As a former resident of Waitangirua, as a child who grew up in a household that was headed by a sole parent who relied (for a while) on benefits I found the whole documentury an insult.

The message was clearly that the gummint must do everything. As I grew up, my family relied on community charity (through our church) and self reliance. Our family ate a lot of home grown vegetables. I hate swede and broad beans - how many kids on the documentary have eaten them?

I learnt that work brings more rewards than welfare, that the only long term way out of poverty is to not look to others for wealth.

I went to a college that drew it students from Poriura, Tawa, Titahi Bay, Whitby and Pukerua Bay. Since leaving many different things have happened for my classmates. But one key thing is the upbringing didn't reflect the outcome. Poor kids who took every oppurtunity and worked hard are now middle class or better.

Conversely, a couple of kids went from middle class to relying on welfare. One is now in prison for life. Others are now in 40 and achieved very little in life.

Anonymous said...

how you would've pulled the country through the bankruptcy it was in

Well tell us how you'd pull us through the bankruptcy we're in now

NZ's economic position is worse than Spain, on a par with Greece and Ireland. That's worse than '84 and '91.

We need immediate, decisive, and yes unpopular policies to get through now like we did then.

And those policies preclude paying welfare, housing, health, and education to bludgers.

Shazza said...

Though I agree the documentary showed a lot of bias, it doesn't mean it wasn't relevant. It was oversimplified, but it was an hour long, you can't say everything in one hour.

I also agree that the parents are letting the kids down through neglect.

However, your blog disappointed me.

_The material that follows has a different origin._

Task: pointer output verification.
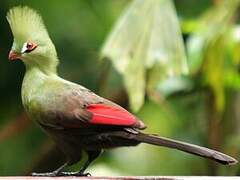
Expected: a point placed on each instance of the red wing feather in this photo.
(107, 115)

Why do we focus on the parents? Why not focus on the appalling fact that 1 in 5 NZ kids live in poverty.

These parents will get old (or sick) and die. The kids are our future. Educate them. To do this successfully they need to be warm, fed and healthy.

Cut the DBP by 50% and provide breakfast, lunch and healthcare in schools. Improve state housing and rental housing standards.

The educated middle/upper class need to stop sitting on our hands whining that 'it's the parents fault' and find and advocate solutions.

Anonymous said...

I've read a few comments now on this documentary, and am endlessly frustrated by those that use it as an opportunity to complain about the parents/benefits etc.
Surely the point is not what we think of the parents, but how we can ensure that children are fed, clothed, properly housed, and educated to their potential, regardless of their parents' priorities?